Les hommes ont bâti cette société sur le rapport de forces, la domination, le pouvoir, la propriété, la possessivité. Sur une logique du manque (les anglophones utilisent le mot « scarcity » : pénurie, rareté, famine). Parce qu’ils.elles sont en nombre limité, j’accumule des richesses, des biens, voire des femmes : au cas où je vienne à manquer, je fais des provisions.
C’est la maîtresse de ma fille l’autre jour au cinéma qui me dit, quand j’exprime mon désir d’être assise à côté d’elle (ma fille) : Vous n’allez pas faire un caprice ? Vous n’êtes plus une petite fille !
Quel « caprice » ? Quelle « petite fille » ? J’exprime mon désir, et mon désir est légitime.
On vit dans une société qui a le culte de la performance, qui valorise « l’avoir » et le « faire » sur l' »être ». Toujours plus. Accumuler. Les derniers gadgets, les marques à la mode. Tout va vite, toujours plus vite. On n’a plus le temps de rien. Les réseaux sociaux nous donnent l’illusion d’être connecté.e au monde, mais ça n’est qu’une illusion. En réalité, on est sans doute plus seul.e qu’avant, chacun.e derrière son ou ses écrans multiples.
On ne prend pas/plus le temps de se poser. De se « pauser ». Faire une pause. Se regarder en face, et prendre le temps de se demander qui on est, nous, très profondément, et ce qu’on attend de la vie, et de nos relations aux autres. Qu’est-ce qui est important pour nous, vraiment ? De quoi a-t-on envie, vraiment ? Qui a-t-on envie de voir, vraiment ? Avec qui aimerait-on passer la soirée, si on avait le choix ?
Ce Voyage en Polyamorie, ce blog où je me suis astreinte à écrire un article par jour depuis déjà 17 jours, m’a permis ça : de me « pauser ». De regarder en moi-même, et de m’interroger. Sur l’amour, la liberté, ma dépendance aux modèles et schémas ambiants. De me demander à quel point les croyances et les peurs créées par les générations avant nous étaient ancrées en moi. Si ma peur des hommes – et ma colère, dérivée de cette peur fondamentale, physique, aussi bien que psychologique – n’était pas héritée de celle de ma mère. Et au-delà, de celle de sa propre mère, et ce, sur des générations et des générations.

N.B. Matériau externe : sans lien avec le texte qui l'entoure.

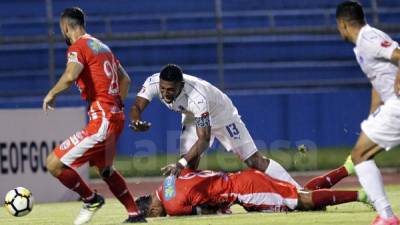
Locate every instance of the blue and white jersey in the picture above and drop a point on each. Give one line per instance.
(373, 51)
(197, 99)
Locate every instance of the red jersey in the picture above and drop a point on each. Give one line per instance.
(98, 80)
(252, 189)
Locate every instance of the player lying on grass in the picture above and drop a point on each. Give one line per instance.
(208, 192)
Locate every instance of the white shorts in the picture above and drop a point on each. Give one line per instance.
(234, 137)
(383, 126)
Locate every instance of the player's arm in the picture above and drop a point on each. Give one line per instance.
(202, 143)
(375, 101)
(69, 76)
(203, 130)
(135, 113)
(396, 59)
(124, 82)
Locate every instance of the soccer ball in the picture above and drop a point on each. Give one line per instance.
(19, 201)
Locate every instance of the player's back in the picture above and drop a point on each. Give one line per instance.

Parallèlement à mon voyage, étonnamment, la société française me semble en train de bouger. Ces femmes qui soudain, osent enfin parler, lever le voile sur le tabou des violences sexuelles et du harcèlement sexiste au quotidien. Ces 17 ex-ministres qui écrivent cette tribune : « Nous ne nous tairons plus. » Les articles et interviews de Muriel Salmona qui atteignent enfin la sphère des médias nationaux. Cet article d’un journaliste dans Libération, enjoignant les hommes, eux aussi, à se lever aux côtés des femmes en écrivant : « C’est parce que ces femmes pensent, à juste titre, qu’elles ne seront pas entendues, écoutées par leurs collègues masculins, les cadres, etc. qu’elles ne disent rien. Et que le harceleur se sent légitimé. Très souvent, pourtant, nous savons ce qui se passe. Ne faisons plus semblant de ne pas savoir. Et ne nous cherchons plus d’excuses pour ne pas voir et dire. » J’en ai pleuré.
Je me sens femme. Je me sens enfin, entendue.
Ex-victime de violences psychologiques, sexistes, si non sexuelles.
Je me sens fière d’être femme parmi les femmes. À la fois infiniment triste et en colère d’entendre que toutes ont la même expérience, et en même temps, heureuse que toutes enfin, reconnaissent cette sororité entre nous.
Jusqu’à présent, quand je parlais, j’avais l’impression d’être en position de « victime », donc de « faiblesse » : comme dans « faible femme », « le sexe faible », ou « les femmes et les enfants d’abord ». Et les faibles ont toujours tort dans cette société binaire qui valorise les « winners« , par opposition aux « losers« .
Le fameux « La raison du plus fort est toujours la meilleure » de la fable Le Loup et l’Agneau.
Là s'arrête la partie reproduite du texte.